Но оказалось, что у Аусты вовсе нет желания жить непременно в доме, а не в землянке. Может быть, когда-то, давным-давно, такое желание у нее было, но не теперь. Ей довольно и хутора, если только отец останется со своей Соулой, если только он не покинет свою маленькую Аусту Соуллилью!
— Если я буду здесь одна, отец, после всего, что здесь случилось и что может случиться…
Но он уверял ее, что ничего не случится, за это он ручается. Он знает, о чем она говорит, — она говорит о привидениях. Но он скажет ей то, что часто говаривал своей собаке: что ищешь, то и находишь, кто верит в привидения, тот и найдет привидения. Он решил уехать и наняться на работу, чтобы осенью купить еще овец. В первый раз в жизни он будет работать за деньги. Надо думать, что он получит работу у Бруни, если только Бруни еще жив. Может случиться, что дети вовсе не останутся одни: во Фьорде есть человек… Но он больше ничего не сказал, так как не хотел обещать слишком много.
— Не горюй, девочка, не о чем горевать. Твоя мать была во сто раз более одинока, когда умирала здесь, в этой комнате, много лет тому назад. Нечего, думается мне, жалеть, что ты родилась на свет божий, по крайней мере, тебе представляется случай испытать свои силы. И с тебя за это ничего не возьмут. А жаловаться уж лучше будем на том свете. Вытри глаза и отправляйся спать.
На этом разговор окончился. Бьяртур сел. Ауста, низко опустив голову, подошла к плите. От плача у нее остался в горле ком, но это не важно. Даже если бы она была знаменитым оратором, если бы язык у нее был из золота, все уговоры были бы напрасны.
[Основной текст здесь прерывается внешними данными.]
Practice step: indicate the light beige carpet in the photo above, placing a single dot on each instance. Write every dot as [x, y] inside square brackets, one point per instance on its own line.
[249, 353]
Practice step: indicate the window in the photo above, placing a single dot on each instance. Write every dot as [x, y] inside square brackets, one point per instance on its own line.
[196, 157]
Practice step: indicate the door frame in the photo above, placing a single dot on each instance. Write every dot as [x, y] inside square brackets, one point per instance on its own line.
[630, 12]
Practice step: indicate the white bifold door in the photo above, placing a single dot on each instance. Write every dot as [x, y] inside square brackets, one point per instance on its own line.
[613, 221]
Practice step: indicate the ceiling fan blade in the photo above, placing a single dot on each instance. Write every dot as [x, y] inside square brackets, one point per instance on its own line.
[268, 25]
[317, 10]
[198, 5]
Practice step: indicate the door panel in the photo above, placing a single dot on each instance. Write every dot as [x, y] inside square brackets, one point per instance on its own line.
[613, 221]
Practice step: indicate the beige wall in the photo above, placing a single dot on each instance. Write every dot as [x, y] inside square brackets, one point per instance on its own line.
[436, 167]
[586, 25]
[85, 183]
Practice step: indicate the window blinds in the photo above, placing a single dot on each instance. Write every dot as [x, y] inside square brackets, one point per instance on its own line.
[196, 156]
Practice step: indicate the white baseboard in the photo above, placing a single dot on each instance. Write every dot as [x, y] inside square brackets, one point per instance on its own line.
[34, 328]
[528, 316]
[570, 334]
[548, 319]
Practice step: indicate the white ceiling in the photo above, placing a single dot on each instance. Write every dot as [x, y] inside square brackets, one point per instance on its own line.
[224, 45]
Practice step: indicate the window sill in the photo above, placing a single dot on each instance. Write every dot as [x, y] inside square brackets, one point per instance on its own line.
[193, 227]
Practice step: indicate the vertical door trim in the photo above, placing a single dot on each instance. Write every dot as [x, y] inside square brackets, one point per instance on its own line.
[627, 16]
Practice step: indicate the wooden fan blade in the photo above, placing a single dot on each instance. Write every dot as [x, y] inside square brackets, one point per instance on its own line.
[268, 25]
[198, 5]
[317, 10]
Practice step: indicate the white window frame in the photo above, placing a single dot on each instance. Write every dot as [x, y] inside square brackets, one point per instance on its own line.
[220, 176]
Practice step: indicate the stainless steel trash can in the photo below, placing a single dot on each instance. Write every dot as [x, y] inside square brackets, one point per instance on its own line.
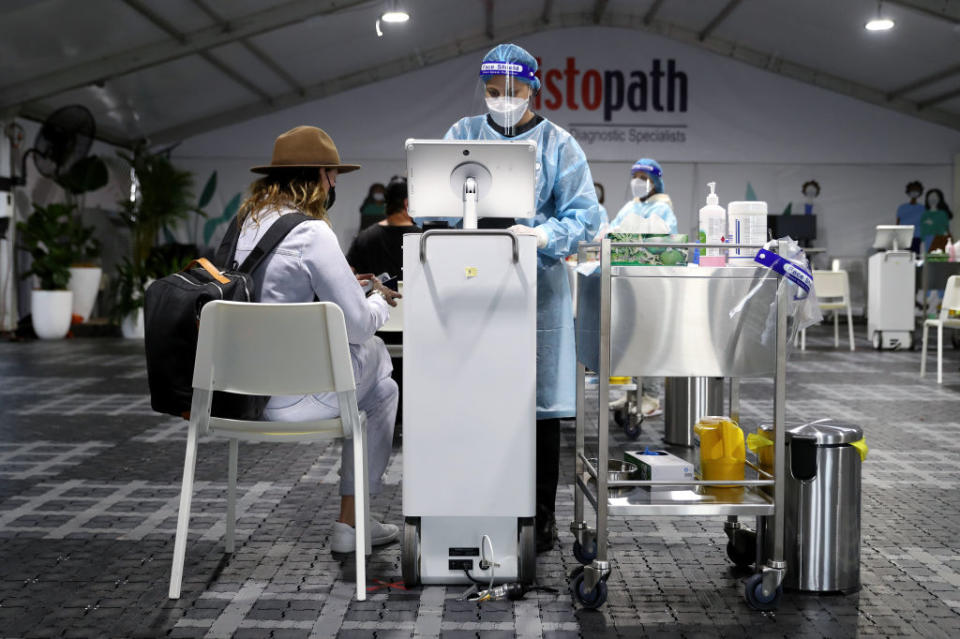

Отец лег, натянув на себя перину. За окном лежал синий снег, но на стеклах не было узоров. От плиты шел теплый дух. В кастрюле кипела вода, над нею вился пар. Лежали длинные тени, тускло светил огонек, — была ночь перед рождеством. Не было такой силы, жестокой или нежной, которая могла бы поколебать его решение. Нелегко иметь дело с таким отцом. И все же она никогда не пожелала бы себе другого. Она впала в то вялое, безразличное состояние, которое наступает после отчаянного плача: точно все в тебе перекипело и поднявшиеся испарения висят в воздухе и давят тебя, как пелена тумана. Она еще тяжело дышала, но слезы постепенно высыхали на ее ресницах, даже волнение улеглось. Она стала снимать с себя чулки, затем нижнюю юбку; машинально клала вещь за вещью на скамейку, не глядя ни направо, ни налево. Теперь как бы она ни поступала, все будет правильно. Она долго стояла над дымящейся водой, склонившись, как деревце. Высокая округлая грудь мягко обрисовывалась в слабом свете лампы, бежали тени от пара; губы опухли от плача, на ресницах высыхали соленые слезы.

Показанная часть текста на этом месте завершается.